For burglars, tented homes can be tempting
By David Waite
Advertiser Staff Writer
Tim Lyons can't imagine why anyone in their right mind would want to break into a home that is being fumigated — or "tented" in local vernacular — for termites.
"It's just pure insanity to even think about doing something like that," said Lyons, executive director of the Hawaii Pest Control Association.
Still, it happens. The 25 or so association members report "maybe 10 break-ins a year" during a "bad" year, and far fewer in "good years," Lyons said.
Considering 4,000 to 5,000 homes are tented across the state every year, the break-in rate is very low, Lyons said.
The author of a letter to the editor that appeared in The Advertiser last month quoted a termite treatment company as saying roughly 50 percent of tented homes are burglarized.
Lyons and police said the 50 percent estimate appears to be very inflated.
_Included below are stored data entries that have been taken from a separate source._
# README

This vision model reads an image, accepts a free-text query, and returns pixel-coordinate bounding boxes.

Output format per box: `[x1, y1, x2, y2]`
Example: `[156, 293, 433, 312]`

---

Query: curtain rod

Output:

Michelle Yu, spokeswoman for the Honolulu Police Department said that although no specific records are kept on homes that are broken into while being fumigated, the department's best estimate is between 50 to 100 per year.
DISTRICTS VARY
Some police districts on O'ahu may see two to three break-ins a month; other districts maybe five in a year's time; and yet other districts report none in a 12-month period, Yu said.
In some cases, suspects arrested in connection with the break-ins are familiar with fumigation practices, but in other cases, there is no prior connection with the industry, Yu said.
Tammy Murray, who co-owns Aloha Termite and Pest Control in Wahiawa with her husband, Shawn, called the 50 percent figure "ridiculous."
"If that number was true, we wouldn't be in business very long," Murray said. "As business owners and homeowners, we just wouldn't put someone's home in jeopardy."
But occasional break-ins are a problem throughout the industry, Murray said. Company employees discuss the possibility of a break-in with potential customers and provide them with a list of reputable private security companies that will provide overnight guards for homes that are being tented.
In addition, customers are asked to sign a section of the contract for services that says the risks of having the home treated include the use of a deadly poisonous gas and the possibility that the home might be broken into.
Some customers opt to hire a private security guard.
"Some of them camp out in the yard and some say they already have a very good security system," Murray said.
She said homes being fumigated are covered with a tent the day or afternoon before, then filled with poisonous "Vikane" gas, which is left in place over-night.
Company employees usually remove the tent the following morning and let the house air out for at least six hours.
Workers then test the air throughout the house, and if no problems are found, turn it back over to the owners, Murray said.
Lyons said virtually every one of the termite eradication companies in business today in Hawai'i and elsewhere use Vikane gas because it is the most effective at eradicating termites.
RISKING DEATH
Stories abound about humans willing to risk death from the poison gas.
"In one case I heard about, two guys who were caught in a tented home were wearing snorkels, not full-on scuba gear," Lyons said.
Apparently the two were removed from the home before they were overcome by the gas.
There are stories in Hawai'i about would-be burglars who have actually died while inside a tented house.
But Dan Galanis, an epidemiologist with the Injury Prevention and Control Program at the state Department of Health, searched through the department's death certificate database for the years 1991 through 2008, but could not find an unintentional poisoning associated with termite fumigation gas.
He said there was one death "a few years ago" that involved a senior-age victim who apparently committed suicide by returning to a house that was being tented.
Lyons said members of his association work with police when a break-in occurs.
"There was a rash three or four years ago," Lyons said. But even then, there was no apparent pattern to the break-ins.
It is possible that the burglaries were the work of disgruntled former employees or others who were high on drugs, or perhaps both, Lyons said.